I was interested by some tweets about Professor David Manning, the Geolsoc President, who was giving a keynote address at the start of the conference:

David Manning : supermarkets one of the biggest consumers of mining materials - alarmingly high potash usage for fertiliser

A question is asked about supply - are we running out? David Manning says with that is a big risk. CCG14

I couldn't help but recall a blog post by Tim Worstall on the subject of mineral reserves and mineral resources. This was a response to a claim by Jeremy Grantham that use of potash was going to have to be scaled back dramatically over the next 20-40 years, a position Worstall described as a schoolboy error, Grantham having confused reserves and resources:

Reserves, the numbers that Grantham is using, are the deposits that we know where they are, have drilled and tested them, we know how to extract and process them using current technology and we also know that we can make a profit doing so. They are the known known: and yes, this really is the number that Grantham is using.

Resources is a very different number. This is a combination of the unknown knowns and the known unknowns described above. For potash?

Estimated world resources total about 250 billion tons.

At the current usage rate of 33 million tonnes a year that gives us an over 7,000 year supply.

It's amazing that Professor Manning would make the same claim. So who is this chap who has got it so completely wrong? Well, it turns out he is professor of soil science at Newcastle University, where, on his webpage, he tells us a bit more about his interests:

I'm interested in how soils and plants interact in response to climate change, and how we can exploit soil processes to minimise the effects of anthropogenic greenhouse gas emissions.

I use my research-based understanding of how soils and their constituent minerals interact with the biosphere in two contexts: 1) carbon capture (through carbonate precipitation or biochar addition), and 2) plant nutrient supply (especially novel sources of K).

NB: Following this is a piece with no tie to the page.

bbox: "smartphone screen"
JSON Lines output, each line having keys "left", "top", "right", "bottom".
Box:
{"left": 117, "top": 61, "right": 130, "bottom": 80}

K? Isn't that...potassium...potash? Now that's interesting. If you look at one of Prof Manning's papers, you see that Prof Manning is well aware that there are other mineral sources of potassium - it's what his research is about. He alludes to recent price rises in the abstract, but as Worstall points out elsewhere, this is because of the Russians misusing their market muscle rather than because of shortages.

So I'm struggling to believe that Prof Manning is not fully aware that there is no impending shortage of potassium. How then to explain his telling the Geological Society conference that there is?